私事ではありますが…、明後日からまたまた八百屋ジプシーと相成ります。
「おしゃべりする買い物」がしっくりくる者としては、鮮度高く、会話が楽しめる
贔屓の八百屋・魚屋・肉屋さんが欲しい。
昨年、隣駅に発見して以来、週末は八百屋の「やなちゃん」から魚屋の「魚定」で買い物するのが
私の買い物ルートになっていた。
「今日は何がオススメですか?」
「蕪でしょ」
「どうやって食べるとおいしいですか?」
「スライスして美味しいオリーブオイルと岩塩をふるだけ」
「それって、私向きじゃないですか!いただきます」
その後、5軒隣の魚屋の「魚定」に行き、
「すっごく鰆が美味しそうなんですけど、普通に焼く以外だとどんな食べ方がありますかね?」
「家に焼肉のタレある?あったら漬け込んで、フライパンで焼いてみて。美味しいから」
「そういえば最近使ってないけど、あります・あります焼肉のタレ。何でも良いんですか?」
「何でもOK」
「了解しました。早速今晩やってみます!」
食卓に並んだ2品は、ただスライスしただけ、ただ焼いただけの料理(?)に過ぎないけれど、
そこに至った会話はたった1分程度だったけれど、美味しさは倍増。うれしくてしかたがない。

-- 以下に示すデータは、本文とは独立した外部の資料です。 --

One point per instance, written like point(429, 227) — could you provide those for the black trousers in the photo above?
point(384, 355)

食べながらもそのやりとりを思い出し、家人にも伝授する。
とても豊かな気持ちになるから、不思議。私が会話を楽しめる店を探してしまう所以なのだろう。
八百屋の「やなちゃん」の店主は、店先で婚活鍋パーティを開いてしまうような
気さくでパワー溢れる人でもある。
閉店を聞かされた年明け7日。レジ脇で2時間立ち話しをしながら店主のこれまでの人生を聞いたりして・・・、
「あー、人ってやっぱり面白い」と、しみじみし思いながらも、
「あー、これからどこでお米や野菜を買えばいいんだろう・・・」と足取り重く帰った日のことは
今も鮮明に覚えている。
・・・さて、明日は、「やなちゃん」最終日。
しっかり楽しんできたいと思います。